La stanza dei bottoni

di Andrea Saviano

Parte dell'antologia a favore della LEGA DEL FILO D'ORO: Tutti i colori dei bambini

Tutti i colori dei bambini, Andrea Saviano


Capitava spesso che, insieme alla madre, andasse a trovare la nonna. Altrettanto spesso, ai noiosi discorsi delle due donne, il bimbo preferiva i numerosi libri collezionati dal nonno. Erano persino più interessanti delle tediose lezioni di scuola e dei compiti per casa.

In quella stanza, caratterizzata da un basso tavolino circondato da numerose poltrone e da un'enorme libreria, i vari volumi facevano bella mostra di sé. Alcune opere erano in brossura, altre finemente rilegate in pelle a seconda che si trattasse di edizioni economiche o di lusso.

Persino l'odore di quella stanza aveva un nonsocché d'affascinante e, al tempo stesso, misterioso. Lì, dentro quelle pareti, una misteriosa magia si compiva e rendeva le ore, trascorse a leggere, brevi come minuti. Spesso sua madre faceva capolino dalla porta. Lo veniva a controllare, timorosa del fatto che potesse danneggiare qualche prezioso libro del padre. Così compariva silenziosa per rimanere immobile a controllare cosa stesse combinando il figlio.

Solitamente lo trovava inginocchiato sull'antico tappeto persiano, i gomiti puntati sul basso tavolino da thè. Il bambino pareva adorare e rispettare quelle pagine. Le sfogliava attento a non sgualcirle, premuroso che gli angoli non s'arricciassero.

Solo un impercettibile movimento delle labbra permetteva di comprendere che fosse intento a leggere il testo e non solo a guardare le figure.

I suoi preferiti erano i libri di storia, dove poteva apprendere le gesta ora di questo ora di quel condottiero.

Quei volumi erano, in un certo senso, prodigiosi. Bastava sfogliarli per riempire quella deserta stanza di migliaia di persone e animali. Era così possibile sentire il barrito degli elefanti d'Annibale mentre varcavano le Alpi o le salve di cannone della flotta di Nelson durante la battaglia di Trafalgar. Interi palazzi, enormi città e sterminati imperi, grandi quanto un continente, riuscivano a stare dentro a meno di venti metri quadri.

Quando la voce della mamma annunciava: « Amore, rimetti a posto tutto. Torniamo a casa. » era sempre un momento triste. Dopotutto, non è mai bello separarsi dagli amici proprio nel momento più bello del gioco. Tornato a casa, per prima cosa, correva nel laboratorio di sartoria della madre per frugare ansioso nei cassetti alla ricerca delle scatole dei bottoni.

Bottoni di tutte le dimensioni e dei più diversi colori. Ogni scatola ne riportava un esemplare cucito sul coperchio, così da poter riconoscere il contenuto senza doverle aprire. Il formato prediletto era quello che la madre utilizzava per i completi maschili. Piccoli, semplici, caratterizzati da quattro fori e privi di qualsiasi decorazione.
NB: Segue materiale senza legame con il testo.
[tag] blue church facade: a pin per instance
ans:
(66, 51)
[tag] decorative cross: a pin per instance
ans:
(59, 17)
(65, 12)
Con attenzione certosina selezionava le tinte che riteneva indispensabili, perché ogni colore aveva il suo significato. Il blu era la fanteria, il beige la cavalleria e così via.

Con le sue piccole manine impilava le grosse scatole una sopra l'altra, fino a farne una pila che lo superava abbondantemente in altezza. Poi, un po' barcollando e un po' camminando, si dirigeva con cautela verso la sua cameretta. Barcollava, perché era difficile portare tutte quelle scatole in una sola volta. Procedeva con cautela, perché sua madre non voleva nella maniera più assoluta che lui prendesse qualcosa dal laboratorio di sartoria, soprattutto le forbici.

Nel più assoluto silenzio, si dirigeva verso la sua cameretta e, prima d'aprirne la porta, lanciava un fugace sguardo al boiler che, dal fondo del bagno, lo guardava torvo con quei due occhietti vispi fatti a fiammella.

« Lo so che non dovrei prendere i bottoni della mamma... » gli diceva.

A quel punto lo scaldabagno trasformava l'oscura caverna della bocca in un sorriso in cui tanti dentini fiammeggianti comparivano dal nulla.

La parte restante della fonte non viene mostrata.